You don’t need as high hardware reliability in the signaling-plane services because you can spawn a new copy more easily, and you can also load-balance these services without interruption.  You don’t need as much data-plane acceleration unless you plan on doing a lot of different signaling applications on a single server, because the signaling packet load is smaller.

Signaling-plane services are also good candidates for containers versus virtual machines.  It’s easier to see data-plane services being VM-hosted because of their greater performance needs and their relatively static resource commitments.  Signaling-plane stuff needs less and runs less, and in some cases the requirements of the signaling plane are even web-like or transactional.

This combination of data and signaling plane requirements makes resource deployment more complicated.  A single resource pool designed for data-plane services could pose higher costs in signaling-plane applications because they need less resources.  Obviously a signaling-plane resource is sub-optimal in the data plane.  If the resource pool is divided up by service type, then it’s not uniform and thus not as efficient as it could be.

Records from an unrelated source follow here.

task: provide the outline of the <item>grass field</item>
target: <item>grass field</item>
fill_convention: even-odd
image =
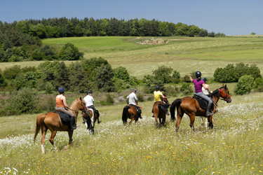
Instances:
[[[156,37],[155,37],[156,38]],[[160,38],[160,37],[159,37]],[[72,43],[84,52],[85,58],[102,57],[113,68],[122,66],[129,74],[142,79],[151,74],[159,66],[166,65],[180,71],[182,76],[201,71],[203,76],[213,77],[215,69],[241,62],[256,64],[263,69],[262,37],[186,38],[163,37],[168,43],[140,45],[136,43],[151,38],[137,37],[80,37],[49,38],[43,43],[62,47]],[[41,62],[1,63],[4,70],[15,64],[38,66]],[[69,64],[72,62],[65,62]]]
[[[208,78],[213,77],[216,68],[240,62],[256,64],[262,72],[262,36],[162,38],[169,43],[140,45],[136,42],[144,38],[136,37],[53,38],[43,42],[58,48],[73,43],[85,53],[85,58],[102,57],[114,68],[125,66],[138,78],[151,74],[160,65],[171,66],[181,76],[200,70]],[[14,64],[38,66],[40,62],[0,63],[0,69]],[[102,122],[96,123],[94,135],[86,132],[79,118],[72,146],[64,150],[67,133],[58,132],[55,143],[58,150],[53,150],[48,132],[44,155],[40,134],[36,142],[33,141],[37,114],[1,117],[0,174],[263,174],[263,94],[235,95],[235,85],[227,84],[232,102],[219,102],[211,130],[207,131],[196,117],[194,132],[187,115],[178,133],[170,117],[166,127],[157,128],[151,118],[152,102],[140,103],[143,118],[127,127],[121,119],[123,102],[97,105]],[[210,89],[221,85],[213,83]],[[95,94],[95,101],[96,95],[99,98],[100,94]],[[172,102],[178,97],[183,96],[178,94],[168,99]],[[71,96],[68,104],[72,101]]]
[[[37,115],[2,117],[0,174],[262,174],[262,97],[252,93],[220,102],[212,130],[196,117],[194,132],[184,116],[177,134],[169,118],[166,127],[156,128],[151,102],[140,104],[143,119],[127,127],[121,119],[124,104],[100,106],[102,122],[94,135],[79,118],[69,149],[63,149],[68,136],[60,132],[55,151],[48,132],[44,155],[40,135],[33,142]]]

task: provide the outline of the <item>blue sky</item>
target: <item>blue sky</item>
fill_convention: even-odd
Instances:
[[[0,0],[0,20],[116,18],[194,24],[226,35],[263,34],[262,0]]]

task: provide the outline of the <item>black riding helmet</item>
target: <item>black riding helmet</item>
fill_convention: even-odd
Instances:
[[[155,90],[160,90],[160,86],[159,85],[156,85],[155,86]]]
[[[93,92],[92,90],[88,90],[87,91],[87,94],[93,94]]]
[[[65,88],[63,87],[60,87],[60,88],[58,88],[58,91],[60,93],[63,93],[65,92]]]
[[[201,71],[196,71],[196,76],[197,78],[198,78],[199,77],[201,77],[202,75],[202,74],[201,74]]]

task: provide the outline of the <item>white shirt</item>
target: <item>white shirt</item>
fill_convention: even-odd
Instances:
[[[136,101],[138,99],[137,99],[137,96],[135,92],[131,92],[128,97],[127,99],[129,99],[129,104],[136,105]]]
[[[205,88],[208,88],[208,85],[205,84]],[[202,92],[204,94],[209,94],[209,92],[208,92],[208,90],[205,90],[205,88],[203,88],[203,87],[202,87]]]
[[[94,99],[91,95],[87,94],[87,96],[86,96],[83,98],[83,99],[84,99],[85,103],[86,103],[86,106],[88,107],[88,106],[90,106],[91,105],[93,105]]]

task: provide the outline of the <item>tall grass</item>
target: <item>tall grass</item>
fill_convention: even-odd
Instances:
[[[55,151],[46,136],[47,153],[41,153],[40,135],[33,142],[36,115],[25,115],[25,127],[30,132],[12,136],[6,127],[0,139],[0,174],[261,174],[263,172],[263,94],[232,97],[231,104],[219,103],[214,116],[215,128],[206,130],[196,118],[194,132],[188,116],[179,132],[175,122],[157,128],[151,117],[152,102],[140,103],[142,120],[123,126],[124,104],[100,106],[101,120],[94,135],[88,134],[80,120],[67,150],[67,132],[58,132]],[[173,102],[175,98],[169,98]],[[1,118],[1,128],[13,120]],[[11,121],[10,121],[11,120]],[[15,126],[16,125],[16,126]],[[19,123],[11,125],[17,128]],[[4,137],[6,134],[6,137]]]

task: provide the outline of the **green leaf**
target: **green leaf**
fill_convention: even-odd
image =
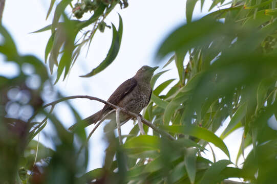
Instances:
[[[223,33],[221,28],[222,26],[219,21],[203,18],[181,26],[165,39],[160,46],[156,57],[160,59],[172,52],[185,52],[201,44],[207,44],[215,37],[218,37],[218,34]],[[218,32],[219,30],[221,31]]]
[[[34,32],[31,32],[30,33],[40,33],[46,31],[50,30],[51,29],[52,27],[52,24],[49,25],[48,26],[46,26],[46,27],[39,29],[38,30],[35,31]]]
[[[223,134],[224,132],[222,132],[221,135],[220,135],[220,139],[223,140],[224,139],[225,139],[228,135],[229,135],[232,132],[234,132],[235,130],[238,129],[239,128],[241,128],[242,127],[242,125],[241,124],[241,122],[239,122],[237,125],[236,125],[235,127],[233,127],[231,129],[230,129],[226,134]]]
[[[168,64],[171,63],[172,61],[174,61],[175,59],[175,55],[174,54],[173,56],[171,56],[168,61],[167,61],[167,62],[165,63],[165,64],[162,67],[162,68],[164,68],[165,67],[166,67]]]
[[[211,143],[222,150],[230,158],[229,151],[222,140],[205,128],[194,125],[189,126],[160,125],[160,126],[161,128],[171,132],[187,134]]]
[[[51,0],[51,2],[50,3],[50,6],[49,7],[49,9],[48,9],[48,11],[47,12],[47,15],[46,15],[46,20],[47,20],[48,16],[50,14],[52,9],[53,9],[53,7],[54,6],[54,3],[55,3],[55,1],[56,0]]]
[[[51,35],[51,36],[49,38],[47,44],[46,44],[46,48],[45,48],[45,63],[47,62],[47,58],[48,58],[48,55],[49,55],[50,51],[51,51],[52,48],[53,47],[53,43],[54,41],[54,37],[55,35],[55,33],[53,33]]]
[[[156,103],[158,106],[162,107],[163,109],[165,109],[168,102],[167,102],[164,100],[161,99],[159,97],[156,96],[154,94],[152,94],[151,96],[151,100]]]
[[[191,21],[193,13],[194,12],[195,4],[198,0],[187,0],[186,5],[186,22],[189,23]]]
[[[247,109],[247,103],[244,103],[238,109],[236,113],[233,116],[233,118],[230,121],[228,126],[223,132],[223,135],[229,132],[230,130],[232,129],[245,116],[246,110]]]
[[[180,104],[182,102],[181,101],[172,100],[166,106],[163,114],[163,123],[165,125],[168,124],[172,116],[173,116],[177,108],[180,106]]]
[[[65,9],[70,2],[71,2],[71,0],[62,0],[58,5],[57,5],[51,26],[51,31],[52,33],[54,33],[55,29],[58,26],[58,21],[61,14],[63,13]]]
[[[100,6],[97,8],[96,11],[94,12],[93,15],[87,20],[83,21],[78,26],[78,30],[80,30],[88,26],[91,25],[92,23],[98,19],[98,18],[103,14],[106,6],[103,3],[101,3]]]
[[[87,181],[93,180],[95,179],[99,179],[104,174],[104,168],[97,168],[88,172],[78,178],[80,181],[86,182]],[[81,182],[80,183],[81,183]]]
[[[152,88],[152,89],[154,88],[154,85],[156,83],[156,81],[157,81],[157,80],[158,79],[158,78],[160,77],[160,76],[162,74],[169,71],[169,70],[167,70],[164,71],[159,72],[158,73],[157,73],[155,75],[154,75],[153,77],[152,77],[152,78],[151,78],[151,81],[150,81],[150,84],[151,84],[151,87]]]
[[[183,51],[176,51],[175,52],[175,63],[178,71],[179,78],[182,84],[185,83],[185,72],[184,70],[184,59],[186,52]]]
[[[160,94],[166,87],[171,84],[171,83],[175,80],[175,79],[169,79],[163,82],[161,84],[159,85],[158,87],[155,89],[153,91],[153,94],[156,96],[158,96]]]
[[[123,145],[125,148],[147,148],[153,150],[159,149],[160,138],[153,135],[143,135],[131,138]]]
[[[197,152],[196,149],[187,149],[185,154],[185,166],[191,183],[194,183],[195,181]]]
[[[215,183],[218,181],[218,181],[218,176],[223,169],[227,167],[227,166],[231,164],[232,163],[230,160],[224,159],[214,163],[210,168],[205,172],[200,183]]]
[[[263,2],[262,3],[260,3],[260,4],[259,3],[258,5],[256,5],[254,6],[245,7],[244,7],[244,9],[254,9],[254,8],[262,7],[263,6],[270,4],[272,2],[272,0],[269,0],[269,1],[266,1],[265,2]]]
[[[118,27],[118,31],[116,31],[116,29],[113,24],[112,24],[112,26],[113,40],[106,58],[97,67],[94,68],[91,72],[80,77],[89,77],[98,74],[111,64],[116,58],[118,54],[118,52],[119,51],[122,35],[123,24],[120,15],[119,15],[119,26]]]

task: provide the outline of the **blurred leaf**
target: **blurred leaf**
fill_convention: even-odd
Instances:
[[[96,68],[94,68],[91,72],[83,76],[82,77],[89,77],[94,76],[105,69],[109,66],[116,58],[119,51],[120,43],[123,30],[122,20],[119,15],[119,26],[118,30],[117,31],[114,25],[113,26],[113,40],[111,48],[105,59]]]
[[[246,109],[247,108],[247,103],[245,102],[242,104],[238,108],[236,113],[233,116],[230,122],[228,124],[228,126],[224,130],[223,135],[225,135],[229,131],[232,130],[239,122],[244,117],[245,113],[246,113]]]
[[[102,3],[98,8],[94,12],[93,15],[87,20],[82,21],[78,26],[78,29],[79,30],[91,25],[95,21],[98,19],[98,18],[103,14],[104,10],[105,10],[106,6]]]
[[[156,96],[158,96],[175,79],[169,79],[167,81],[163,82],[161,84],[159,85],[158,87],[155,89],[153,91],[153,94]]]
[[[185,83],[184,59],[185,59],[186,53],[186,52],[182,51],[176,51],[175,53],[175,63],[176,64],[176,67],[177,67],[177,70],[178,71],[179,78],[182,84],[183,84]]]
[[[172,52],[185,52],[197,44],[210,42],[222,24],[207,18],[202,18],[178,28],[160,46],[156,57],[161,58]],[[205,30],[203,31],[203,30]]]
[[[186,5],[186,22],[189,23],[191,21],[193,13],[194,12],[195,4],[198,0],[187,0]]]
[[[168,104],[168,102],[165,102],[164,100],[161,99],[159,97],[156,96],[154,94],[152,94],[151,96],[151,100],[156,103],[159,107],[165,109]]]
[[[156,83],[156,82],[157,81],[157,80],[162,74],[165,73],[165,72],[169,71],[169,70],[165,70],[164,71],[160,72],[156,74],[152,77],[151,78],[151,81],[150,82],[150,84],[151,84],[151,88],[152,89],[154,88],[154,85]]]
[[[197,152],[195,149],[187,149],[185,154],[185,166],[191,183],[194,183],[195,180]]]
[[[46,48],[45,48],[45,63],[47,62],[47,58],[48,58],[48,55],[49,55],[51,49],[53,47],[53,43],[54,40],[54,37],[55,36],[55,32],[54,32],[51,36],[49,38],[47,44],[46,44]]]
[[[156,136],[140,135],[130,139],[124,144],[123,147],[125,148],[143,147],[156,150],[159,149],[159,141],[160,138]]]
[[[227,166],[231,164],[232,163],[228,160],[221,160],[214,163],[205,172],[200,183],[215,183],[220,181],[217,179],[217,176]]]
[[[230,157],[229,151],[223,141],[214,133],[204,128],[193,125],[189,126],[160,125],[160,127],[171,132],[187,134],[211,143],[222,150],[228,157]]]
[[[58,21],[61,14],[66,9],[67,6],[71,2],[71,0],[61,0],[60,2],[57,5],[55,13],[54,14],[54,18],[51,26],[52,33],[54,33],[55,28],[58,26]]]
[[[171,62],[173,61],[174,61],[174,60],[175,59],[175,55],[174,54],[173,56],[172,56],[169,60],[168,60],[168,61],[167,61],[167,62],[166,63],[165,63],[165,65],[163,65],[163,66],[162,67],[163,68],[165,68],[165,67],[167,66],[167,65],[168,64],[169,64],[170,63],[171,63]]]
[[[165,106],[163,114],[163,123],[165,125],[168,125],[169,123],[172,116],[179,107],[180,101],[172,100]]]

You also create more complexity in deployment because every application or virtual function has to be aligned with the right hosting paradigm, and the latency and cost of connection has to be managed in parallel with the hosting needs.  This doesn’t mean that the task is impossible; the truth is that the ETSI ISG is already considering more factors in hosting VNFs than would likely pay back in performance or reliability.

It seems to me that the most likely impact of these data-plane versus signaling-plane issues would be the creation of two distinct resource pools and deployment environments, one designed to be high-performance and support static commitments, and one to be highly dynamic and scalable—more like what we tend to think of when we think of cloud or NFV.

The notion of COTS hosting everything isn’t reasonable unless we define “COTS” very loosely.  The mission for servers in both cloud computing and NFV varies widely, and optimizing both opex and capex demands we don’t try to make one size fit all.  Thus, simple web-server technology, even the stuff that’s considered in the Open Compute Project, isn’t going to be the right answer for all applications, and we need to accept that up front and plan accordingly.